Monitoring van verkeer implementeren

Als er van buitenaf een aanval plaatsvindt op de Redis-server, moet er een bepaalde vorm van inbraakdetectie actief zijn. Hier volgen enkele voorbeelden van items die u kunt controleren om verkeer te markeren als mogelijk kwaadwillend of om het verkeer volledig te blokkeren:

  1. Als een andere machine dan een Blackboard-toepassingsserver of server voor systeembeheer toegang probeert te krijgen tot de Redis-server, moet deze worden gemarkeerd.
  2. Als er een onjuist wachtwoord wordt ingevoerd, moet dit worden gemarkeerd.
  3. Als er vanaf dezelfde locatie te veel verzoeken worden verstuurd naar de Redis-server, markeert u dat verkeer. Het monitoren van typische gebruikspatronen, evenals het speculeren op uitzonderingssituaties (bijvoorbeeld tijdens een toetsweek), kan helpen bij het vaststellen van het aantal verzoeken per minuut dat is te verwachten.

Het implementeren van deze regels voor inbraakdetectie helpt vast te stellen of iemand probeert de Redis-server of -toepassing binnen te dringen.

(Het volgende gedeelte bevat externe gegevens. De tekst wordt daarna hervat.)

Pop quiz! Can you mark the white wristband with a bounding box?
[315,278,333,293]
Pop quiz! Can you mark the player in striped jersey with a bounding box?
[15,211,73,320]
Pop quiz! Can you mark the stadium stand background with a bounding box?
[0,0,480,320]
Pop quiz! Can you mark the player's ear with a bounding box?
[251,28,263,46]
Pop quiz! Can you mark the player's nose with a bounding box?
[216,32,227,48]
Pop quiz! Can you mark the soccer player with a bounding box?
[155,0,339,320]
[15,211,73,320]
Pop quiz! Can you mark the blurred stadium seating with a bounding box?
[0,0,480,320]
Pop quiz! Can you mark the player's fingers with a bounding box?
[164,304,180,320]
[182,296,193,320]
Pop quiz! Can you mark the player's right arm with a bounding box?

Building Block-machtigingen

Java-type Naam Acties Waarom is deze machtiging nodig?
persist * *
  • De pagina Instellingen moet permanent beschikbaar zijn en configuratiegegevens laden in de tabel SYSTEM_REGISTRY.
  • Onderhoudt en laadt statistieken van de Redis-server en -cache voor de opgegeven duur naar de Stats-database voor trendanalyse.
java.io.FilePermission 1. BB_HOME/-

2. BB_CONTENT/-

3. "${java.home}/-

1. read, write, delete

2. read, write, delete

3. read

  • Leest eigenschappenbestanden onder de basismap van Blackboard Learn.
  • Slaat een hash-waarde op die uniek is voor een Learn-instantie, die wordt gedeeld door alle Learn-toepassingsservers binnen een cluster. De waarde wordt gebruikt in de sleutel van de Redis-cache om conflicten te voorkomen met gebruik van de Redis-cache door een andere Learn-instantie of andere toepassingen.
  • Ehcache diskoverflow-voorziening
java.lang.reflect.
ReflectPermission
suppressAccessChecks * Wordt gebruikt door het Spring-raamwerk en een raamwerk voor de serialisatie van objectgrafieken, Kryo.
java.lang.
RuntimePermission
* * Wordt gebruikt door verschillende onderdelen van Blackboard Learn, inclusief logboekservices en servicemanagers.
java.net.
SocketPermission
* connect, accept, resolve, listen Verbinding met de Redis-server en gelijkwaardige toepassingsknooppunten van Blackboard Learn.
javax.management.
MBeanServerPermission
* * Voor het doorgeven van cachestatistieken aan MBean.
javax.management.
MBeanPermission
* * Voor het doorgeven van cachestatistieken aan MBean.
attribute user.authinfo get Voor het opvragen van gebruikersrollen voor bewerkingen.